Al abrir la bolsa, un hedor pútrido inundó la cocina. Tomás se giró de inmediato y vomitó en un rincón. Otro policía le tapó la boca, pálido como el yeso. Dentro de la bolsa, un cuerpo masculino yacía desplomado, aplastado por el espacio reducido. Su cabeza estaba cubierta de sangre seca, hundida, con signos inequívocos de un traumatismo contundente severo en la espalda. Luis entró, paralizado al ver el rostro del cadáver, a pesar de su descomposición; era, sin duda, Julián Gómez.

La chica tenía razón. Ricardo se acercó temblando, tomando fotografías de la escena. Le costaba concentrarse, pero las náuseas amenazaban con abrumarlo. Leticia sacó una pequeña bolsa junto al cuerpo. «Tenemos otra prueba: un teléfono roto. Llévenselo al equipo técnico.
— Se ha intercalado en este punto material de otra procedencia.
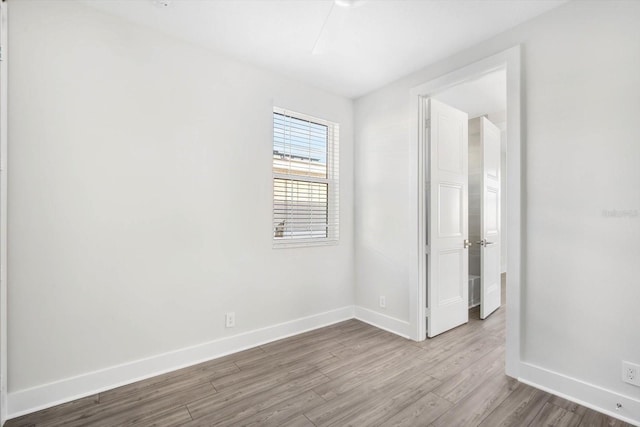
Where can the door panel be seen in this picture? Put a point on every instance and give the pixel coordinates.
(447, 213)
(450, 201)
(490, 281)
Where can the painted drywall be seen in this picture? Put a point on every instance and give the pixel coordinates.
(581, 252)
(140, 196)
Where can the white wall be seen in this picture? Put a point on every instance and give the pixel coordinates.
(580, 289)
(140, 196)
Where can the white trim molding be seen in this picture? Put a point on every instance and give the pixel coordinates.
(382, 321)
(509, 60)
(592, 396)
(33, 399)
(3, 210)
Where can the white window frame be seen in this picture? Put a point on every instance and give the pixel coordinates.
(332, 182)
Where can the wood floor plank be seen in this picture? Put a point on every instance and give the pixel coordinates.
(459, 385)
(285, 412)
(476, 406)
(518, 409)
(420, 413)
(367, 397)
(592, 418)
(230, 407)
(552, 415)
(568, 405)
(349, 373)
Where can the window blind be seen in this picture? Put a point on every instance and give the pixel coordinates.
(305, 180)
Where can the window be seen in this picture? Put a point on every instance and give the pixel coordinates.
(305, 180)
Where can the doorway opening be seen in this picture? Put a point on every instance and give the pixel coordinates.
(458, 87)
(484, 101)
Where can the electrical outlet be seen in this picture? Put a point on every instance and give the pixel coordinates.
(230, 320)
(631, 373)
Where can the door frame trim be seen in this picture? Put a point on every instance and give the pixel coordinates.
(3, 211)
(510, 60)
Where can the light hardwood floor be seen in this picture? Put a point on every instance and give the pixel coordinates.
(348, 374)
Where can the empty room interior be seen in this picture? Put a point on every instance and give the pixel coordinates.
(319, 212)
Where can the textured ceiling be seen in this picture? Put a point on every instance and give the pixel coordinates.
(348, 51)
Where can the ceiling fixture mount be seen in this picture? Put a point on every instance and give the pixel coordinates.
(162, 3)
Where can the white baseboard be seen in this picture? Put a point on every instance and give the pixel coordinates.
(33, 399)
(583, 393)
(382, 321)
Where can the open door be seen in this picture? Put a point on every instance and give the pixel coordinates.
(490, 282)
(447, 218)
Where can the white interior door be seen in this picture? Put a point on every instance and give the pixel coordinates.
(447, 218)
(490, 282)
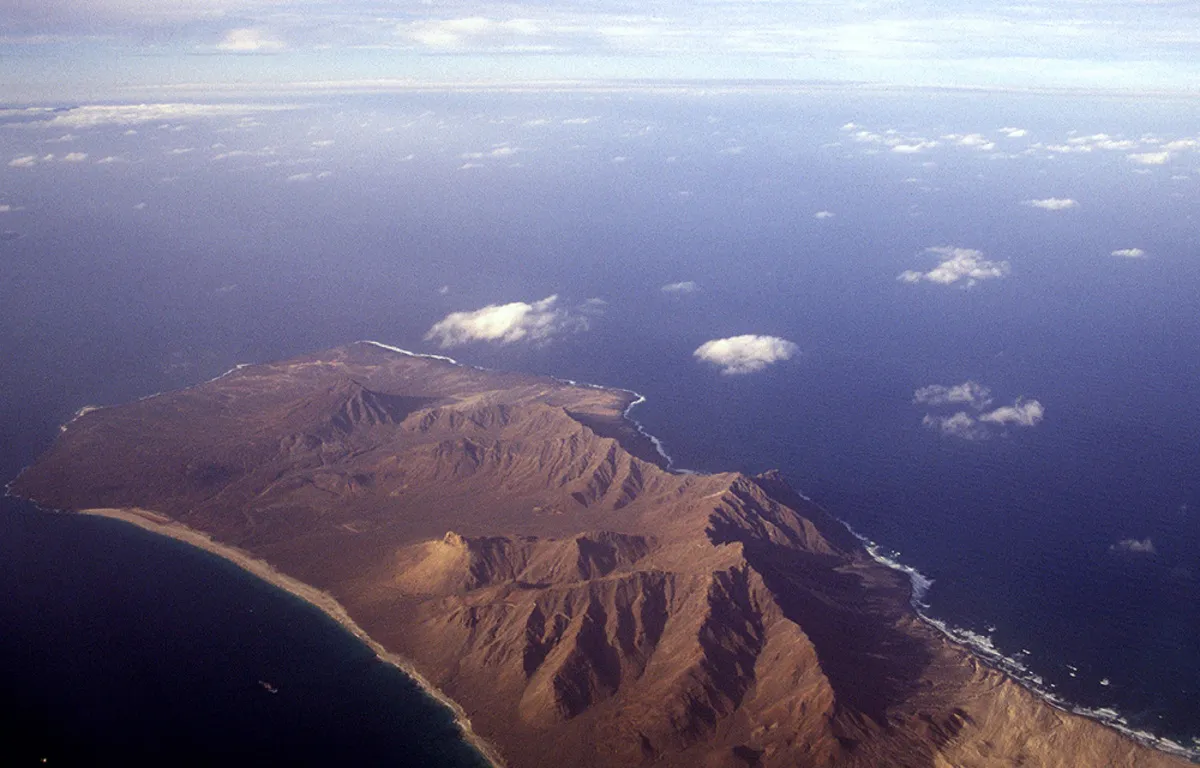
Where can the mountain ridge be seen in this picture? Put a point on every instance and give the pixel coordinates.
(574, 598)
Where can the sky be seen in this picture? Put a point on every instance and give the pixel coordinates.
(78, 49)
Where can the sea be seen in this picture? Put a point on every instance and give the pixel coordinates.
(1027, 261)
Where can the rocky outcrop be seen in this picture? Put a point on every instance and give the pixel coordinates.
(515, 539)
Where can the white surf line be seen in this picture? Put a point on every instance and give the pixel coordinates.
(983, 648)
(639, 399)
(87, 409)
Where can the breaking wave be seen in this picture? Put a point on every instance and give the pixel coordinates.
(1015, 666)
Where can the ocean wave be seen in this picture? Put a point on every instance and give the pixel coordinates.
(983, 647)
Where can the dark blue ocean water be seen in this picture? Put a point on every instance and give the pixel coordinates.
(613, 196)
(123, 647)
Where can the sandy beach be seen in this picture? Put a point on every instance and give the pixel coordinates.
(161, 525)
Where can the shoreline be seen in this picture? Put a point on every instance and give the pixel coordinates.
(161, 525)
(982, 648)
(973, 645)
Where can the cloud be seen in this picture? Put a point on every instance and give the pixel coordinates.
(1150, 159)
(1023, 413)
(1131, 253)
(972, 141)
(507, 323)
(1134, 546)
(961, 425)
(593, 306)
(1053, 203)
(912, 149)
(681, 287)
(249, 40)
(502, 150)
(971, 393)
(132, 114)
(958, 264)
(745, 354)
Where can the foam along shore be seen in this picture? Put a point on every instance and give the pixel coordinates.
(325, 603)
(982, 647)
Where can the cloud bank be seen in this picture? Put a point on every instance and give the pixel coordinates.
(958, 264)
(963, 425)
(745, 354)
(507, 323)
(687, 286)
(1129, 253)
(970, 393)
(1134, 546)
(1054, 203)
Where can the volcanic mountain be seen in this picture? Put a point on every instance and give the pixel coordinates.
(521, 544)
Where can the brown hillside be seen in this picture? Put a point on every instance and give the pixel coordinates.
(515, 538)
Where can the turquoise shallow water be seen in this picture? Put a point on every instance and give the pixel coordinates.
(123, 646)
(1029, 535)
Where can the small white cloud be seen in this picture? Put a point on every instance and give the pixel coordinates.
(961, 425)
(958, 264)
(971, 393)
(1134, 546)
(912, 149)
(1150, 159)
(132, 114)
(745, 354)
(593, 306)
(1129, 253)
(507, 323)
(1024, 413)
(247, 40)
(1053, 203)
(687, 286)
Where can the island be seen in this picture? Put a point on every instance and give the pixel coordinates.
(522, 549)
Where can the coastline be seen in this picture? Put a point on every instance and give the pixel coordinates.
(973, 645)
(161, 525)
(982, 648)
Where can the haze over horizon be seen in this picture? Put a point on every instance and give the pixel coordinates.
(61, 51)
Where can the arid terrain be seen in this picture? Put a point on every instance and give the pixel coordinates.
(519, 541)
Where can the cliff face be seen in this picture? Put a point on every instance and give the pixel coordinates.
(516, 540)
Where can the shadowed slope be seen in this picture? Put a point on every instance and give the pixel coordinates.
(515, 538)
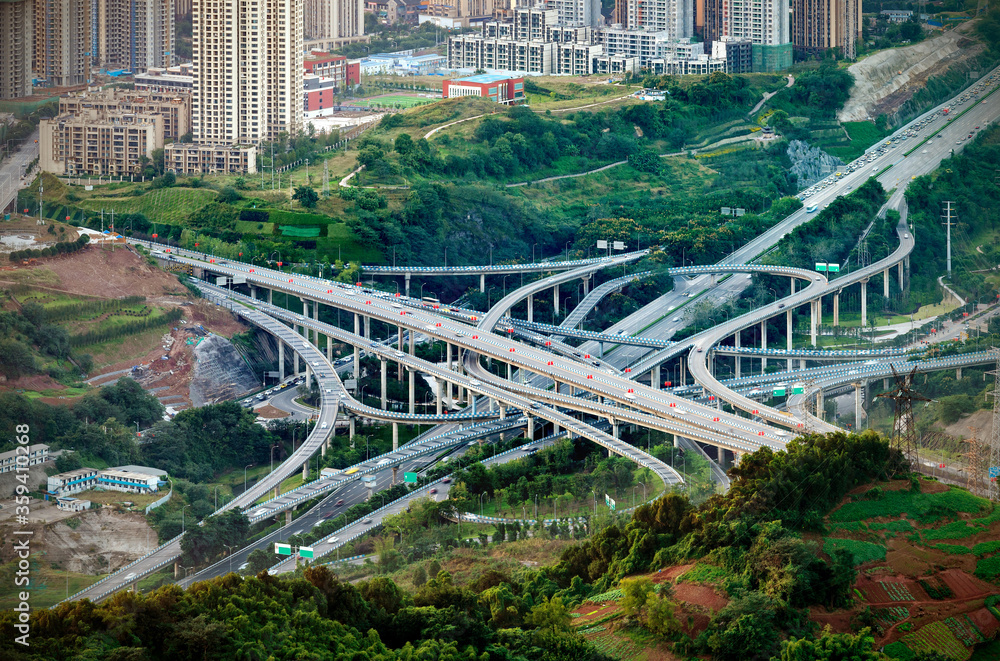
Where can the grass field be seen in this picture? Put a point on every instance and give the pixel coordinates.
(400, 101)
(166, 205)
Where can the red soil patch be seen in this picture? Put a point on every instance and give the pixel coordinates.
(985, 622)
(701, 595)
(965, 586)
(670, 573)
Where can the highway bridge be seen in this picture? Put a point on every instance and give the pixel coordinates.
(570, 392)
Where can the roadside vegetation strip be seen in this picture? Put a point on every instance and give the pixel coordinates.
(959, 115)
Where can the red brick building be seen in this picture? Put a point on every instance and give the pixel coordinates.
(496, 87)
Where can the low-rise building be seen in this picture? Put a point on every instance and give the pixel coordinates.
(72, 504)
(173, 106)
(187, 158)
(31, 455)
(73, 481)
(92, 142)
(498, 88)
(127, 481)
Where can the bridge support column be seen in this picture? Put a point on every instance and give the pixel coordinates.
(736, 343)
(357, 350)
(864, 303)
(763, 345)
(399, 347)
(413, 382)
(384, 366)
(812, 323)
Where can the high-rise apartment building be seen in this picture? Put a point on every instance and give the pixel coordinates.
(329, 24)
(764, 23)
(821, 25)
(247, 70)
(135, 34)
(62, 51)
(15, 48)
(674, 16)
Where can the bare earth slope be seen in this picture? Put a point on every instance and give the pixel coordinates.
(879, 87)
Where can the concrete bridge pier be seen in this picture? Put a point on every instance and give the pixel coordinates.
(383, 367)
(412, 384)
(763, 345)
(357, 350)
(736, 343)
(864, 302)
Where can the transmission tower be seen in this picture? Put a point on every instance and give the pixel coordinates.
(904, 431)
(993, 451)
(975, 476)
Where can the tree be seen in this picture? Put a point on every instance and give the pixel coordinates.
(635, 593)
(306, 196)
(550, 614)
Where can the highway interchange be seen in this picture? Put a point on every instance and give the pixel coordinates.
(586, 392)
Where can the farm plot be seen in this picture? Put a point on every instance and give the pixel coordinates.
(165, 205)
(937, 637)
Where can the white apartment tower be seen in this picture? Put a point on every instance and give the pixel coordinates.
(247, 69)
(15, 48)
(135, 34)
(675, 16)
(334, 20)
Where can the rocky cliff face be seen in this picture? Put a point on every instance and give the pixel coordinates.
(886, 80)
Quiero que recuperen toda la información», ordenó Luis sin apartar la vista del cuerpo. Leticia asintió. «El cuerpo muestra signos de haber muerto hace al menos 72 horas. No hay señales de inmovilización. La herida mortal está en la cabeza, compatible con un golpe repentino por la espalda».

Hay un charco de sangre en la espalda y el cuello de su camisa, lo que indica que fue atacado mientras estaba de pie. Luego se cayó y lo metieron en la bolsa. Ricardo tomó nota. Julián no pudo defenderse. La muerte fue rápida. Leticia añadió: «No tiene rasguños en las manos que indiquen resistencia. Su mano izquierda aún está apretada con fuerza. Podría ser una reacción final antes de perder el conocimiento». Uno de los peritos forenses, Javier Morales, retiró sigilosamente otra capa de la bolsa de tela.

Se estremeció al ver que la muñeca del cadáver aún llevaba un reloj digital. La pantalla estaba rota, pero las manecillas se habían detenido exactamente a las 2:42 a. m. “Victoria. Esa podría ser la hora de la muerte”, dijo Leticia en voz baja. Coincide con el video de la cámara donde se ve a Marta sacando a Victoria de la casa. Luis se volvió hacia Ricardo. “Llama a Rosa. Dile que abra el expediente a la fiscalía. Esto es claramente un homicidio, no hay nada más que discutir”.

En la celda del centro de detención, Marta Gómez estaba sentada en una cama de hierro, mirando fijamente por la pequeña ventana enrejada. Al abrirse la puerta, entró Rosa Marí con una carpeta gruesa. “¿Tiene algo que decir?”, preguntó Rosa sin rodeos. “No”, respondió Marta con voz ronca. “Examinamos el suelo de la cocina. El cuerpo de Julián estaba allí. Una bolsa de tela oscura, sangre, un moretón, el celular, el reloj que se había parado justo cuando sacó a su hija”.